French legislators said on Wednesday that more and more Muslim women in France were wearing full burqas that cover them from head to toe and hide their faces, and expressed concern about the trend.

Close to 60 legislators signed a proposal calling for a parliamentary commission to look into the spread of the burqa, a garment that they said amounted "to a breach of individual freedoms on our national territory".

France, home to Europe's largest Muslim minority, is strongly attached to its secular values and to gender equality, and many see the burqa as an infringement of women's rights which is increasingly being imposed on women by fundamentalists.

The country has been divided by fierce debates about how best to reconcile those principles with religious freedom.

"There are people in this country who are walking around in portable prisons," said Andre Gerin, a Communist legislator who was behind the initiative on burqas. More than 40 legislators from the centre-right ruling party were also signatories.

"We have to be able to open a loyal and frank dialogue with all Muslims about the question of the place of Islam in this country ... taking into account the slide towards fundamentalism (of some Muslims)," Gerin told France Info radio.

He said a growing number of Muslim women in France, not only in big cities but also in rural areas, were wearing burqas.
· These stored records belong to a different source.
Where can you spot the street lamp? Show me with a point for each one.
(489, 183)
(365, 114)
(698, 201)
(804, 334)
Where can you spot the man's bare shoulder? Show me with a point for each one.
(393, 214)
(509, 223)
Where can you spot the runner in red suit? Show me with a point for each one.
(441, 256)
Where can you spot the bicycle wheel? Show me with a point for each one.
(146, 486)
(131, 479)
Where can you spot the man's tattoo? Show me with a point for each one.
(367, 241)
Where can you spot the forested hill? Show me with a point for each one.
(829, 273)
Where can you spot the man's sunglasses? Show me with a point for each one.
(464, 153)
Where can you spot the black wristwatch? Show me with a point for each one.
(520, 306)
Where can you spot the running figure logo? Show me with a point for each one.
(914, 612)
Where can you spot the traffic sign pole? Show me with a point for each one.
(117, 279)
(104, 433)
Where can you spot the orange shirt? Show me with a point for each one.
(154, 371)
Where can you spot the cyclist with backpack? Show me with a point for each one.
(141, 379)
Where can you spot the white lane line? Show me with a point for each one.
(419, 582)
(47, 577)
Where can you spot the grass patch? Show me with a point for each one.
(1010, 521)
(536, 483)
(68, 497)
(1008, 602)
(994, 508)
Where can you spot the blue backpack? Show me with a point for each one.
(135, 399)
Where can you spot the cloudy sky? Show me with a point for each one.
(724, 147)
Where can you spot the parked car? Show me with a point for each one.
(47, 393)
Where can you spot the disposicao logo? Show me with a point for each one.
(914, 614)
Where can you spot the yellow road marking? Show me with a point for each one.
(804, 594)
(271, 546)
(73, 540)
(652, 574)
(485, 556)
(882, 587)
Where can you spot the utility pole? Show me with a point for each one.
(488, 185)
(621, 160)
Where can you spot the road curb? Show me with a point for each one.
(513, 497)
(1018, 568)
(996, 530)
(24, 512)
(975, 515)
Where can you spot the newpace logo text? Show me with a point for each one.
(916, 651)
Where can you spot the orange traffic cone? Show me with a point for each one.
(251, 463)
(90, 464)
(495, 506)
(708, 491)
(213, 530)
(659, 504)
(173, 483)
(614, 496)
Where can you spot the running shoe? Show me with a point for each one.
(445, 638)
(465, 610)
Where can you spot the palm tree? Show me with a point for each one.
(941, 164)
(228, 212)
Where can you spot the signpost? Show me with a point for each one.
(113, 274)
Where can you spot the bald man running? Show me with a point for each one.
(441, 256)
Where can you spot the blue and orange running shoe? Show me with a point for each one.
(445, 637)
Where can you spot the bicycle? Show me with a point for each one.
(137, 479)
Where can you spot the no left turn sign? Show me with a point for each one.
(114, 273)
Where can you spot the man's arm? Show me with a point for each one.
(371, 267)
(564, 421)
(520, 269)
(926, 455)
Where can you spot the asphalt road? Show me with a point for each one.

The deputies did not say how many more women were wearing burqas, though anecdotal evidence suggests there has been a rise.

The legislators' proposal echoed a controversy that raged for a decade in France about Muslim girls wearing headscarves in class. Eventually, a law was passed in 2004 banning pupils from wearing conspicuous signs of their religion at state schools.

Critics say the law stigmatised Muslims at a time when the country should be fighting discrimination in the job and housing markets that has caused a rift between mainstream society and many youths from an immigrant background.

Dalil Boubakeur, rector of the Paris Grand Mosque, spoke out against the use of burqas on Wednesday.

"Islam in France should be an open, liberal, convivial Islam that allows people to live side by side," he told France Info.

Boubakeur, a former head of France's government-approved Muslim council, said the increasing use of burqas in France was linked to "an excess, a radicalisation" among some Muslims.